A securities class action has been filed in the USDC, N.D.CA.against Stitch Fix, Inc. (SFIX) on behalf of a class consisting of all persons and entities other than Defendants that purchased or otherwise acquired Stitch Fix securities between December 8, 2020 through March 8, 2022.
Stitch Fix sells a range of apparel, shoes, and accessories through its website and mobile application. Traditionally, Stitch Fix sold products as a “Fix,” through which the customer would receive a monthly box of items chosen by a personal stylist. The customer would not know specifically which items they were receiving but would have the option to return whichever items it did not want. The customer paid a $20 “styling fee” per Fix, and that fee would be applied to any of the items the customer chose to buy.
Prior to the Class Period, in 2019, Stitch Fix announced a new direct-buy retail component, eventually named “Freestyle.” The Freestyle program allowed customers to shop the site for specific products, giving the customer more control over what items they received, but also removing the curation element that differentiated Stitch Fix from other e-retailers. The Freestyle program was first made available to a subset of existing Stitch Fix customers in 2020, and incrementally rolled out to all existing customers in early 2021. In September 2021, the Freestyle program was formally launched to new customers.
The complaint alleges that, throughout the Class Period, Stitch Fix made numerous false and misleading statements to investors concerning the synergy between the Company’s Fix and Freestyle programs, and repeatedly denied claims that the Freestyle program could cannibalize the Company’s legacy Fix business. Specifically, Stitch Fix repeatedly assured investors that the Company’s Freestyle business was “an additive experience” and “complimentary” to the Fix business, that “the combination of those two things will allow us to address many more types of clients,” and that “we see solid growth in both sides of the business.” In truth, throughout the Class Period, Stitch Fix concealed the fact that these programs were not complementary or additive. Stitch Fix knew that the Freestyle program would be much preferred to the Company’s original Fix model, and that the Freestyle program would inevitably cannibalize the Company’s legacy Fix business. As a result of these misrepresentations and omissions, Stitch Fix’s Class A common stock traded at artificially inflated prices during the Class Period.

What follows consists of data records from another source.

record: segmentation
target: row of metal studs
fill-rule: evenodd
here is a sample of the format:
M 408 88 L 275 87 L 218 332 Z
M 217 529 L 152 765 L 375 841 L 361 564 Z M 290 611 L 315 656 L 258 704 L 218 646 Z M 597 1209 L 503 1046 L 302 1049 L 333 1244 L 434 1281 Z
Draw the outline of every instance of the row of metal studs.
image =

The truth began to emerge on December 7, 2021, when Stitch Fix announced a loss for its first quarter of 2022 and cut its full-year revenue projections, and admitted for the first time that, as a result of the “expansion into Freestyle” the Company “may experience short-term impacts of cannibalization.” As a result of these disclosures, Stitch Fix’s share price declined by $5.97 per share, or 24%, from a closing price of $24.97 per share on December 7, 2021, to a closing price of $19.00 per share on December 8, 2021. However, Stitch Fix continued to assure investors that this was a short-term problem.
Then, on March 8, 2022, when Stitch Fix reported earnings for its second quarter of 2022, the Company offered a weak outlook for its third quarter of 2022 and cut its guidance for the full year. Stitch Fix attributed the guidance cut to “friction” between the Freestyle and Fix businesses.
As a result of this disclosure, the price of Stitch Fix stock declined by $0.67 per share, or 6%, from $11.01 per share to $10.34 per share.